LA CERIMONIA DEL TE ( MACHA)

” Cha No Yo”, acqua calda per il tè.

Tutto nasce e ruota intorno a questo termine che può risultare banale, acqua calda ma che in realtà custodisce e rappresenta l’ elemento portante di quello che è un vero proprio rito, uno di quei momenti salienti per la vita dei giapponesi tanto da contemplare un codice di comportamento puntualizzato, comprensivo della programmazione, gesti permessi, utensili consentiti e una stanza dedicata.

Conosciuta in Occidente come la Cerimonia del tè, è un rito sociale e spirituale in Giappone, indicato anche come ” Sado” ( via del té), un momento di intensa armonia fra i partecipanti ” per coinvolgere tutti i sensi, rasserenandoli”.

L’ origine di una cerimonia formale che accompagnasse e regolasse il consumo del tè ha sicuramente origine in Cina, dalla quale il Giappone importò per la prima volta la pianta intorno all’ ottavo secolo.

Si usa il té macha polverizzato , che mescolato alla ” famosa” acqua calda, con l’ apposito frullino in bambù ( chasen) ne risulta, non un’ infusione ma una sospensione , ovvero la polvere che viene consumata insieme all’ acqua.

Un bollitore, un tovagliolo rigorosamente di lino, una frusta per il tè dentro la tazza e una stanza, detta ” chashitsu” che può essere anche di pochi tatami, dalle finestre schermate attraverso le quali filtra una luce sommessa, conferendo un alone di particolare e discreto fascino ad ogni elemento.

E’ un metodo codificato che per gli Occidentali gode di elementi di sacralità e religiosità che invece sono assenti nello zen.

Quest’ ultimo, in tale cerimoniale, rincorre l’ armonia con l’ ambiente e i conviviali, ricerca il ” rispetto” e l’ attenzione nei confronti dell’ ospite e del suo stato d’ animo, aspira alla purezza del proprio spirito nel momento in cui viene offerta la tazza di tè e alla purificazione dello stesso mediante l’ abbandono delle preoccupazioni.

Scopo finale e principe è la tanto anelata ” serenità”.

Il significato è racchiuso nella parola dono: donare il proprio spirito, durante il rito della condivisione, al nostro ospite.

Occorrono cinque giorni per preparare nel dettaglio la cerimonia; ad ogni invitato è assegnato e riservato un posto e prima di entrare nella Stanza, dove è già acceso l’ incenso, ciascuno deve lavarsi le mani con l’ acqua della tsukubai, una fontana in pietra e bambù e sulla soglia dell’ ingresso viene richiesto di togliere le scarpe e indossare i tabi bianchi, mentre ammirano salire il vapore dal bollitore.
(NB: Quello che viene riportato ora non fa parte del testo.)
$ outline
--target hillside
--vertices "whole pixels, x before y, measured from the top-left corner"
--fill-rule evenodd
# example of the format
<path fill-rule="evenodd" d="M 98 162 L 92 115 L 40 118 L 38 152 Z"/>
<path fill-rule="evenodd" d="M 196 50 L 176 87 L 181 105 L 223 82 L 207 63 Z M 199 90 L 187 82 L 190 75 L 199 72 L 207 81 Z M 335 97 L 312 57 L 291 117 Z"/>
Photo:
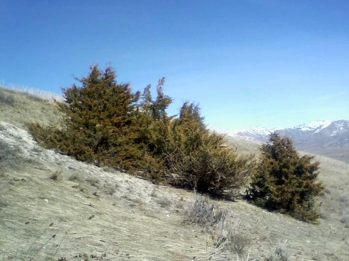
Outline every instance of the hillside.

Le porte d’ accesso sono basse, costringendo così gli invitati a piegare la testa in segno di umiltà, lo stesso concetto che anima la biblioteca di D’ Annunzio al Vittoriale, un ingresso in cui si è costretti ad inchinarsi di fronte alla cultura.

In ginocchio, in attesa del tè, che sarà servito in tazze uguali dal maestro che le farà ruotare per tre volte nel palmo della mano; è fatto severo divieto di bere dal lato delle decorazioni.

Una volta terminata la degustazione, ciascun ospite effettuerà la pulizia del bordo della tazza che sarà poggiata di fronte, si inchinerà e ringrazierà il teishu il quale si occuperà di lavarla.

La Via in Giappone è una disciplina che dura una vita intera e che deve far approdare al centro della propria essenza e della Verità.

” Il tè e lo zen hanno lo stesso sapore”.

Ciò che differenzia la cerimonia del tè giapponese, da qualsiasi altro rituale legato al suo consumo nel mondo, è che assurge a strumento, un vero e proprio mezzo per raggiungere un’ armonia con la natura e una pace interiore che favorisca la meditazione.

Un rifugio più alto rispetto a quello che il quotidiano offre, più vicino alla natura dell’ uomo, permettendo una comprensione interiore , una ricchezza superiore che deve essere donata al prossimo nella vita ” comune” di tutti i giorni.